A short answer to your question is: Yes, although depends on the definition of functions/values but read on.
I shall refer to constants or rather quantities which do not change as scalars for now.
Scalars are quantities that are fixed. Suppose a vector which is a list of numbers or a line originating from the origin that has magnitude and direction. Now, let $\mathbb{\mathcal{v}}$ be a vector with elements $(2,3)$, then what is $3\mathbb{\mathcal{v}}$?
Note that $\mathbb{\mathcal{v}}$ is just an arrow/line segment from origin towards $(2,3)$, and $3.\mathbb{\mathcal{v}}$ is nothing but an extension of this line segment to $3.(2,3)=(6,9)$, so basically $\mathbb{\mathcal{v}}$ is "scaled" three times to become $3\mathbb{\mathcal{v}}$. Hence, the number $3$ is called a scalar, because it scales.
Now in case of just the real number line, think of $\mathbb{\mathcal{v}}$ as $(\mathcal{\hat{i}},0)$ then, $3$ is nothing but $3.(1,0)$, which is scaling the unit vector thrice in the direction of positive $x$. Hence, $3$ is a scalar. Similarly, it can be said for any real number.
A key property of these scalars is that they do not undergo any transformation in any arithmetic operation, that is their value is fixed.
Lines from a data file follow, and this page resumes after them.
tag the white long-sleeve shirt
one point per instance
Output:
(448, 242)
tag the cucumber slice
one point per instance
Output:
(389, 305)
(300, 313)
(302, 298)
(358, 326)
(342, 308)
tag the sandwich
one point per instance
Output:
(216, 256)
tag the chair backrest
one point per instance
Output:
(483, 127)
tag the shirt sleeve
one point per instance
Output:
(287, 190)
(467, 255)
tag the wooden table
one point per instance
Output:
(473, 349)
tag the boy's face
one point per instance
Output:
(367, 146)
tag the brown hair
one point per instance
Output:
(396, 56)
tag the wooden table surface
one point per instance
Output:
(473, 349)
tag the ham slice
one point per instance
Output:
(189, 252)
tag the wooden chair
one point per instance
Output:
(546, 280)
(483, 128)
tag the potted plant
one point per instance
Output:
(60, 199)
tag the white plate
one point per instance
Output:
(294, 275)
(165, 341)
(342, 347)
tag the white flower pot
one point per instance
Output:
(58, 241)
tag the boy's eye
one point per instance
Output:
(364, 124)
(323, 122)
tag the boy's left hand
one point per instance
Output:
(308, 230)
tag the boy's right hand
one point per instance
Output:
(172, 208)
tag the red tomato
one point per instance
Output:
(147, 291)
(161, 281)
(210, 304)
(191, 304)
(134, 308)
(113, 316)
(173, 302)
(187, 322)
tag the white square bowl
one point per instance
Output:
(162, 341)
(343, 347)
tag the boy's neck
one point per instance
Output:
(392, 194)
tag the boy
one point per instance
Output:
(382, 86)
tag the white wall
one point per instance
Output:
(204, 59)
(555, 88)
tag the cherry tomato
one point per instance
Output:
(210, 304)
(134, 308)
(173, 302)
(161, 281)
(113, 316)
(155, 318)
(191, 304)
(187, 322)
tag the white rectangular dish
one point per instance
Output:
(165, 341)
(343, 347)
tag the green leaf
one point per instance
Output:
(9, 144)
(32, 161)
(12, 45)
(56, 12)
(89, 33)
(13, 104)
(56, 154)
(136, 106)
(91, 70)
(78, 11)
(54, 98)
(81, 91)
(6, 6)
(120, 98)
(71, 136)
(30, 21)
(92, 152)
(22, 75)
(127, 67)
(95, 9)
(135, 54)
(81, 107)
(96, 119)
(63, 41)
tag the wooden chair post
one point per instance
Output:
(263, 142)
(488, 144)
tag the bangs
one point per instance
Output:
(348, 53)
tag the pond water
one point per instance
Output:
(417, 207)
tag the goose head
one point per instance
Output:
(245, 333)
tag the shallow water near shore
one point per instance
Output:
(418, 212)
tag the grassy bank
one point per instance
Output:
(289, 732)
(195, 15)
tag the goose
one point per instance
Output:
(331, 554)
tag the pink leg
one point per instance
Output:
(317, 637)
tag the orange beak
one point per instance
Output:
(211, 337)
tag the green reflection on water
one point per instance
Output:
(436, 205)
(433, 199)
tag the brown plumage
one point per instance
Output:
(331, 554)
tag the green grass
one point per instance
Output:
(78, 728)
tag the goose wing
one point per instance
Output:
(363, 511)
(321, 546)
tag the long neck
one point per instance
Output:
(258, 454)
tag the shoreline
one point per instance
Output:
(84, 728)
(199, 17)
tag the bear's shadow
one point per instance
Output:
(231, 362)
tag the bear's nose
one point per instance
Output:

For instance $-1.(2,0)$ scaled the vector twice in negative $x$ direction but no change to the value $-1$ occurred. It remained constant under linear transformation. And this holds for any other transformation involving scalars. Hence, the name "constant".
Now coming to your question, "Can a function be a constant?"
What are functions? They are not "values" but just maps. A function $f(x)$ can be constant if no matter what the value of $x$ is, the value of $f(x)$ remains same. So, a function like $f(x)=4, \; \forall x \in \mathbb{R}$ is a constant function.
So, if I denote $f(x)$ by $y$, then I can say that in $y=4$, y is a constant and this in a very vague sense is a constant equation but it is better to avoid this terminology.